We had not gone far, when Sir Roger, popping out his head, called the coachman down from his box, and upon his presenting himself at the window, asked him if he smoked; as I was considering what this would end in, he bid him stop by the way at any good tobacconist's, and take in a roll of their best Virginia. Nothing material happened in the remaining part of our journey, till we were set down at the west end of the Abbey.

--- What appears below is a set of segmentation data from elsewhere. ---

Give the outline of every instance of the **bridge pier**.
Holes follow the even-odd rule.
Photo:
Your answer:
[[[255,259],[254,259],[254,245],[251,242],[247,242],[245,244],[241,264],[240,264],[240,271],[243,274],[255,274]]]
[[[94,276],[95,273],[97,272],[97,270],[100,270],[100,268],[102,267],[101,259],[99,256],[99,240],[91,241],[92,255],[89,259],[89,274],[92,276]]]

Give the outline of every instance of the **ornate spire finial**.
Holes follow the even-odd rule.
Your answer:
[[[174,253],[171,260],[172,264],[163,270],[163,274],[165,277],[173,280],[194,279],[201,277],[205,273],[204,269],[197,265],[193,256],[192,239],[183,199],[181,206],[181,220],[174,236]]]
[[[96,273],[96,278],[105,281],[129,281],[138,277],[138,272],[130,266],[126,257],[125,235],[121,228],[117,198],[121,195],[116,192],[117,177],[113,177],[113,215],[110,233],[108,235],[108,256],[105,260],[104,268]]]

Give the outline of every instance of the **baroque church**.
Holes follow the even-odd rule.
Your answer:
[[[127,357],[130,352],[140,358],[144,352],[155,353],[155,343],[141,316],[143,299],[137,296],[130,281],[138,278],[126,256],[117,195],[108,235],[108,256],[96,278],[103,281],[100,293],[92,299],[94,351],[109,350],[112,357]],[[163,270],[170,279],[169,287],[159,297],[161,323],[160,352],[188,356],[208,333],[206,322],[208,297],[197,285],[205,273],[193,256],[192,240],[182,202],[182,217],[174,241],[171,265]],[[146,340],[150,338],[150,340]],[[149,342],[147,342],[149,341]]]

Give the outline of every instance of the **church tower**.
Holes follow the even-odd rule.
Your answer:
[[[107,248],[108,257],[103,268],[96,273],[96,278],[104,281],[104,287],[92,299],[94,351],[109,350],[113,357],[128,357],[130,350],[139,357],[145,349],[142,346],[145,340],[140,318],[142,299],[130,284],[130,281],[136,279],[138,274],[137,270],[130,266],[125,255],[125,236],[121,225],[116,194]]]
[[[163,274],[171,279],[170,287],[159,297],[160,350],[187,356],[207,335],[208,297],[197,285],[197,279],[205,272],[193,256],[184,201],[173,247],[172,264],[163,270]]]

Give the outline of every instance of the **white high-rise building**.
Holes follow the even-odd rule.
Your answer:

As we went up the body of the church the knight pointed at the trophies upon one of the new monuments, and cried out, "A brave man I warrant him!" Passing afterwards by Sir Cloudsly Shovel, he flung his hand that way, and cried, "Sir Cloudsly Shovel! a very gallant man!" As we stood before Busby's tomb, the knight uttered himself again after the same manner, "Dr. Busby, a great man! he whipped my grandfather; a very great man! I should have gone to him myself, if I had not been a blockhead; a very great man!”

We were immediately conducted into the little chapel on the right hand. Sir Roger planting himself at our historian's elbow, was very attentive to everything he said, particularly to the account he gave us of the lord who had cut off the king of Morocco's head. Among several other figures, he was very well pleased to see the statesman Cecil upon his knees; and, concluding them all to be great men, was conducted to the figure which represents that martyr to good housewifery, who died by the prick of a needle. Upon our interpreter's telling us, that she was a maid of honour to Queen Elizabeth, the knight was very inquisitive into her name and family; and after having regarded her finger for some time, "I wonder, (says he,) that Sir Richard Baker has said nothing of her in his Chronicle."